Clinical trials may be extremely comprehensive and are, of course, essential for the approval of a drug, but it needs to be taken into account that the data are open to interpretation and something might be missed. Once a medicine has entered the market, statisticians will focus on identifying additional information from user data, as well as carrying out what is known as secondary research, i.e. the analysis of data from groups that were not prespecified. This targeted search for additional signals tends to generate a large number of hypotheses, and always takes place alongside and following clinical phase III trials. Information of long-term observational studies is therefore released over a period of many years after drug approval in order to identify potential new safety findings (for example, the RE-LY study assessing the safety of Pradaxa® and the ONTARGET study assessing the safety of Micardis®, both drugs developed by Boehringer Ingelheim).Boehringer Ingelheim has recently extended the principle of data transparency (i.e. publishing the scientific results of all its studies in peer-reviewed journals and at scientific meetings, regardless of study outcome as stipulated by the regulatory authorities on www.clinicaltrials.gov) to giving qualified independent researchers on-request access to de-identified original clinical trial data. The company’s transparency commitments apply to studies initiated after January 1st 1998 (trials.boehringer-ingelheim.com/trial_results.html).Researchers from academic institutions such as the Cochrane Collaboration and the Wellcome Trust can apply for access to Boehringer Ingelheim’s clinical trial data. The decision as to whether to allow access is made by an independent five-member panel of renowned experts. Authorization for independent researchers to mine clinical trial data goes back to the international AllTrials campaign in 2013, which called for all past and present clinical trials to be registered and their full methods and summary results reported (www.altrials.net).

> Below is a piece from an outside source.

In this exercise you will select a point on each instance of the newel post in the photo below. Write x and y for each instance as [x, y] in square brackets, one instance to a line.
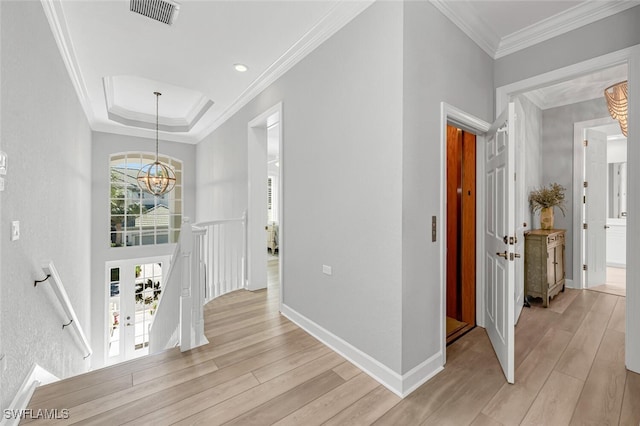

Multivariate (logistic) regression is the method most frequently used for the exploratory analysis of clinical data. Generally speaking, regression analysis takes into account random variables (age, weight, lung function, treatment) and their effect on disease progression. Based on one or several endpoints (e.g. lowering of the blood pressure or targeted blood glucose level after 12 months of treatment), the approach assesses how and to what extent a large number of variables affect this endpoint. An important issue is whether the variables affect, i.e. interact with, each other. In clinical drug trials, it is also important to distinguish between general risk factors for diseases (e.g., smoking has been shown to increase the risk of diabetes complications) and specific effects on a drug’s efficacy (mutual drug interactions). There are a number of other data-mining techniques that can also be used for regression and classification. Most of these - including methods such as Random Forest, Support Vector Machines and k-Nearest Neighbour - have been developed in the field of machine learning research.